Sunday, December 12, 2021

NYC Will Spend $500 Million Teaching Kids To Obsess About Sex And Race

Instead of learning about the world and how to contribute to it, Parker's students will now learn about themselves and how to become 'agents of change.'
Last week, fifth-grade teacher Amy Parker took the pages of the education site Chalkbeat to celebrate New York City’s initiative to promote “culturally responsive education” in its public schools. Parker introduces her essay by lamenting that “School taught me to hide who I was and what I valued” because it didn’t assign books with characters who had gay parents. But, at the same time, Parker also complains that she “was overly represented in the books [she] read and the classes [she] took.”

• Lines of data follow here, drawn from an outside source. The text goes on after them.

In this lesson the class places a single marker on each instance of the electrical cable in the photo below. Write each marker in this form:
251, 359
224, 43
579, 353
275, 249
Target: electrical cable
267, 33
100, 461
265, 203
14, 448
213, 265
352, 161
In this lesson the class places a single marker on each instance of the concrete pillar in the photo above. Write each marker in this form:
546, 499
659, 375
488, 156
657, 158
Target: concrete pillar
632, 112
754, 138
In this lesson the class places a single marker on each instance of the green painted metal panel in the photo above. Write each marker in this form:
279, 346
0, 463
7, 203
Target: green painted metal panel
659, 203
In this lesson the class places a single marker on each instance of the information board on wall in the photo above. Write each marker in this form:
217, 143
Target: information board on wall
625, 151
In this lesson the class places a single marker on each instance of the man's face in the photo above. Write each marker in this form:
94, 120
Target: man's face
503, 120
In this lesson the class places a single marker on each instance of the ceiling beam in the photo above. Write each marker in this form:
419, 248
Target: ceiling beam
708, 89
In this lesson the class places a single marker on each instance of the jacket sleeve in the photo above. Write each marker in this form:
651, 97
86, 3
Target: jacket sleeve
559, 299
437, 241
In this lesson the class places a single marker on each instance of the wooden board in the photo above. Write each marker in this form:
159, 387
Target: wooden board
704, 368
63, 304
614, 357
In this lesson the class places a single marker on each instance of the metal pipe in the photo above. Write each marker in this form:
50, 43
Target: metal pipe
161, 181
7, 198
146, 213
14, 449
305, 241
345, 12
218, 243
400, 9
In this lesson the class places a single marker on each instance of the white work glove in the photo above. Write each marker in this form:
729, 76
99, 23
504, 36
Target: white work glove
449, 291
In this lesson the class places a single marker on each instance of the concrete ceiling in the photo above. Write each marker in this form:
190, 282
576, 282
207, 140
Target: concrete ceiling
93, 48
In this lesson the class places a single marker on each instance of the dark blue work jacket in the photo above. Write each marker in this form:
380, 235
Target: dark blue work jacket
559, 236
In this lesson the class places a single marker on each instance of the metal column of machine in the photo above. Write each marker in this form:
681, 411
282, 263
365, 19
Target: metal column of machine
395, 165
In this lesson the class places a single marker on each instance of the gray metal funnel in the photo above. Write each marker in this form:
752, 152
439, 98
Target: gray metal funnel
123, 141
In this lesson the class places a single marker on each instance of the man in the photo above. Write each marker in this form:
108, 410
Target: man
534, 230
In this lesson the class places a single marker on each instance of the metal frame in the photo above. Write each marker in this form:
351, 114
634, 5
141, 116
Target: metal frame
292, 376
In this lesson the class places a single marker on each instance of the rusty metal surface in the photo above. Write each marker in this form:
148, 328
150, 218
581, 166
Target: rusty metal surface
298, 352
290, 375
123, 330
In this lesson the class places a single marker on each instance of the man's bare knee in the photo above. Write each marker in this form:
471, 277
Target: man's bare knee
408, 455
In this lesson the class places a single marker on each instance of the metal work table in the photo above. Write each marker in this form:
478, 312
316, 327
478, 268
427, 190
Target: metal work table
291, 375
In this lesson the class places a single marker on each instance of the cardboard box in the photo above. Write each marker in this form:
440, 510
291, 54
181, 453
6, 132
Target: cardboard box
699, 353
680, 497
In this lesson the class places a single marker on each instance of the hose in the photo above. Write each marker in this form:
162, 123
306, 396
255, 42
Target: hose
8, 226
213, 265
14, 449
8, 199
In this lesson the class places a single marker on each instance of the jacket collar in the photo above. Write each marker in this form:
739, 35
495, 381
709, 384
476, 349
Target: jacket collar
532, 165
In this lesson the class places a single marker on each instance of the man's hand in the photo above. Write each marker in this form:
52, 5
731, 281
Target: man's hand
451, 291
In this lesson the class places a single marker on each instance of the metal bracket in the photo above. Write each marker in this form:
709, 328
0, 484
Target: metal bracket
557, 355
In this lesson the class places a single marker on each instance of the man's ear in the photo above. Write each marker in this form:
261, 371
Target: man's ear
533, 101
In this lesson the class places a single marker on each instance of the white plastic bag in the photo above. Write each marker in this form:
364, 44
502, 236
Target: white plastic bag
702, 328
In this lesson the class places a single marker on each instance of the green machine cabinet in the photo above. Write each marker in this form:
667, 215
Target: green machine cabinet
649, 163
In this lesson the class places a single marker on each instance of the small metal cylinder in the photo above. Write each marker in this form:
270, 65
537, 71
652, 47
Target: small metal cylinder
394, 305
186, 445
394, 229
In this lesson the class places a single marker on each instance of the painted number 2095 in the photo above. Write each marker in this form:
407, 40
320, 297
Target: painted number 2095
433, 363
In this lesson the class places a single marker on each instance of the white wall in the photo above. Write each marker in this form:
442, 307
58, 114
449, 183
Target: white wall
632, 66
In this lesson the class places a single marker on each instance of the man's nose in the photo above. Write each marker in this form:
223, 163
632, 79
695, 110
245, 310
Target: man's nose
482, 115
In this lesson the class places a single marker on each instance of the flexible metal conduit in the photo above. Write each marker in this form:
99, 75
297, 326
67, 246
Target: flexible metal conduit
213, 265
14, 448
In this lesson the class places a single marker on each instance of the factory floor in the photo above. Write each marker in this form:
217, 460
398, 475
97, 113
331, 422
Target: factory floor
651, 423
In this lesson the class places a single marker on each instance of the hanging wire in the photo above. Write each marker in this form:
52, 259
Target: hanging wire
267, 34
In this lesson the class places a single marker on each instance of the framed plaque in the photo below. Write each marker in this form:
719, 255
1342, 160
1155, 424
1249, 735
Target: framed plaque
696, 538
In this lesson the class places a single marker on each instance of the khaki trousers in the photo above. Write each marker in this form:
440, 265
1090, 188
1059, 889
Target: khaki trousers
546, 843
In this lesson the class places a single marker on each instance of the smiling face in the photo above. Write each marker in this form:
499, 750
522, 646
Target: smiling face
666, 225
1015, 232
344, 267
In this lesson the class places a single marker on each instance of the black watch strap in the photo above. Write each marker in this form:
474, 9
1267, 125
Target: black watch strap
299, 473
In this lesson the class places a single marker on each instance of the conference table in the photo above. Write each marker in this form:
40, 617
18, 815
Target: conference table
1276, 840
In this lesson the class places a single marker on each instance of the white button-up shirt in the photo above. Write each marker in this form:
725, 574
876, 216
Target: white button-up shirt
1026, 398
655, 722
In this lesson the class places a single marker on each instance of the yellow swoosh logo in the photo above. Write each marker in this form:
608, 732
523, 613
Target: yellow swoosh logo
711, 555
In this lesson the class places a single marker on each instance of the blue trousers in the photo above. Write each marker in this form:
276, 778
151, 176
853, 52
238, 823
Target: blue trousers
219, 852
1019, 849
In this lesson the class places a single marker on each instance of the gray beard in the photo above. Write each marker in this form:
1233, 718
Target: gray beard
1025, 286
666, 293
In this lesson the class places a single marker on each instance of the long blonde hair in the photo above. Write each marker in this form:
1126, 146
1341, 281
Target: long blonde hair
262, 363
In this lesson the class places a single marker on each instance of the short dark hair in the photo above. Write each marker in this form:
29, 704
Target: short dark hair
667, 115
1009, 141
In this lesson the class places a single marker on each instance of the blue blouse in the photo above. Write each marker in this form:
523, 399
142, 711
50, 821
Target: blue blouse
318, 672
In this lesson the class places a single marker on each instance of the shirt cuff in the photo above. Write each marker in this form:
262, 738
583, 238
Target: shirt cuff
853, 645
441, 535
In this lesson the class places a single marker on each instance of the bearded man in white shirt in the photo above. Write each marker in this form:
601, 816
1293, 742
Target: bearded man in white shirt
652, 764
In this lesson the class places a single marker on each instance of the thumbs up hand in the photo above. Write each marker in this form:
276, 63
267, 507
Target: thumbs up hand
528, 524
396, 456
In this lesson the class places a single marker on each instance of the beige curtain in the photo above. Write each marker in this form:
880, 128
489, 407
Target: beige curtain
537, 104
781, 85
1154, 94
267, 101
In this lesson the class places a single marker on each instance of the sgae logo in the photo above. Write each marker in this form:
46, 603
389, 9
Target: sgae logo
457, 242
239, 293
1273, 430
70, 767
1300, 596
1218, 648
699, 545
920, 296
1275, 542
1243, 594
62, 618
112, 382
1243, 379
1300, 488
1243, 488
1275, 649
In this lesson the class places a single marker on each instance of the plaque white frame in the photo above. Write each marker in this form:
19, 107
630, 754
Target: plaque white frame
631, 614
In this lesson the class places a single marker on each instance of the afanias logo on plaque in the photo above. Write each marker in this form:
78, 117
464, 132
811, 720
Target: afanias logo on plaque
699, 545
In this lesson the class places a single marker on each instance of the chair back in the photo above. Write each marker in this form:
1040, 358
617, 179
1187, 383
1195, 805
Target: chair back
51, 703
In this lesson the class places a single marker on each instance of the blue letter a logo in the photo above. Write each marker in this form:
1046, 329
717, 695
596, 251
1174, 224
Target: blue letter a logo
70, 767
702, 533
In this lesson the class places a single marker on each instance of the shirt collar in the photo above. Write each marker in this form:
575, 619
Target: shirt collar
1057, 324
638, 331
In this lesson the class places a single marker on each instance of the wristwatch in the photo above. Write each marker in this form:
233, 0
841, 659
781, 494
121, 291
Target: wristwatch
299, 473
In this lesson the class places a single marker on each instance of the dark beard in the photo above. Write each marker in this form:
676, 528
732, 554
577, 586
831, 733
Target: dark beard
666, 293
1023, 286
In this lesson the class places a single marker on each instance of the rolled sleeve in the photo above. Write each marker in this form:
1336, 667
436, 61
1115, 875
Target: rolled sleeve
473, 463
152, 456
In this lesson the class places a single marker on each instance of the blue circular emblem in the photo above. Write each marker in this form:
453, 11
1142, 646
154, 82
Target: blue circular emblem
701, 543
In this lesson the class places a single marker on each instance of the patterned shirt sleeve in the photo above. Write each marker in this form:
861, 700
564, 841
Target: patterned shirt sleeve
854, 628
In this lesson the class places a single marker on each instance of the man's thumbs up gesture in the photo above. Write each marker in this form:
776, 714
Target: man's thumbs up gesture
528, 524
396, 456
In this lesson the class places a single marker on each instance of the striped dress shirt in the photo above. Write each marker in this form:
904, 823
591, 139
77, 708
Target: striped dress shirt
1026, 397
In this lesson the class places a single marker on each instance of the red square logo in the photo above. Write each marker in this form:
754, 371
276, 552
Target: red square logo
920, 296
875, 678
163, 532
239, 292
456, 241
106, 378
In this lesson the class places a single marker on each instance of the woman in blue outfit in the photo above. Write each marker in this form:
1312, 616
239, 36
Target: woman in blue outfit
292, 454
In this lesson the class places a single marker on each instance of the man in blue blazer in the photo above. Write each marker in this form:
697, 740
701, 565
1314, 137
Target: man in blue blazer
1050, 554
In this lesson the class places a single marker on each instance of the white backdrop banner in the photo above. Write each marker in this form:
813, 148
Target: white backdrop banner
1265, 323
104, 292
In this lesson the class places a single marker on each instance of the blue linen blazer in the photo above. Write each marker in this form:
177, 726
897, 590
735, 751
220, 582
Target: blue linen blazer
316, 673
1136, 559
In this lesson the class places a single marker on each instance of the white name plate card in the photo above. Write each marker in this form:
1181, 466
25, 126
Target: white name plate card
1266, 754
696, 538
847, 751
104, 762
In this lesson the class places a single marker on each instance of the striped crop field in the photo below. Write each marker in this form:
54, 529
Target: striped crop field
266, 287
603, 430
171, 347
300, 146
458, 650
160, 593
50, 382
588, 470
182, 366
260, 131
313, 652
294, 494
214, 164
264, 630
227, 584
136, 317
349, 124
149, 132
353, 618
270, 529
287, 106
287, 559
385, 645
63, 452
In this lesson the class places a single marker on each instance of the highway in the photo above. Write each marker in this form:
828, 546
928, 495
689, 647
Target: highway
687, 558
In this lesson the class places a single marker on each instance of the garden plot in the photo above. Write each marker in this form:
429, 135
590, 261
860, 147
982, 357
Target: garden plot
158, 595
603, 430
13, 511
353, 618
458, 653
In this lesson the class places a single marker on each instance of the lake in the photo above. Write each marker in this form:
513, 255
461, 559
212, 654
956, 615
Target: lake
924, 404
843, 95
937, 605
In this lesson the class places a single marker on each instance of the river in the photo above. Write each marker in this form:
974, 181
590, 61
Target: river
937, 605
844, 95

To make up for this injustice, Parker has now committed herself to providing a “culturally responsive and sustaining education” or “CRSE.” This means that she will pick texts on the basis of “representation” and “diversity” and emphasize racial and sexual identity in all her lessons. Instead of learning about the world and how to contribute to it, her students will now learn about themselves and how to become “agents of change.”
For these courageous efforts, New York City will support Parker and other teachers like her with a gargantuan sum of money: “Over the course of three years, almost $500 million will be allocated to CRSE so that our students are reflected in what and how they learn.”
While everyone is certainly entitled to her opinions, even bad ones, this becomes a problem when it comes with such a high price tag and threatens to become the dominant position of an entire profession. I may not teach in New York, but even here in Texas, this kind of thinking and the policies it inspires are increasingly common in our public schools.
Political Activism Isn’t Education
It is worthwhile to consider and rebut Parker’s argument, not only because it promotes a radically leftist message to a captive audience of children, but because it’s bad pedagogy that deprives those children of a quality education.
The most obvious problem, as voices against critical race theory have noted, is the fact that a school classroom is a space intended for the development of knowledge and competency, not ideology and activism. Parker clearly believes the latter and trains her students to see themselves and others through the lens of race and sexuality.
However, people are much more than this. As Aristotle established long ago and Jordan Peterson reiterates today, people can only thrive when they define themselves by their virtues and achievements and find meaning and purpose therein. When they do otherwise, defining themselves by accidental qualities (that is, through things that happened to them rather than things they effected themselves), they will never find meaning or purpose, because there is none.
Society doesn’t care what people are; it cares about what people do. And this holds true for any culture and any political system.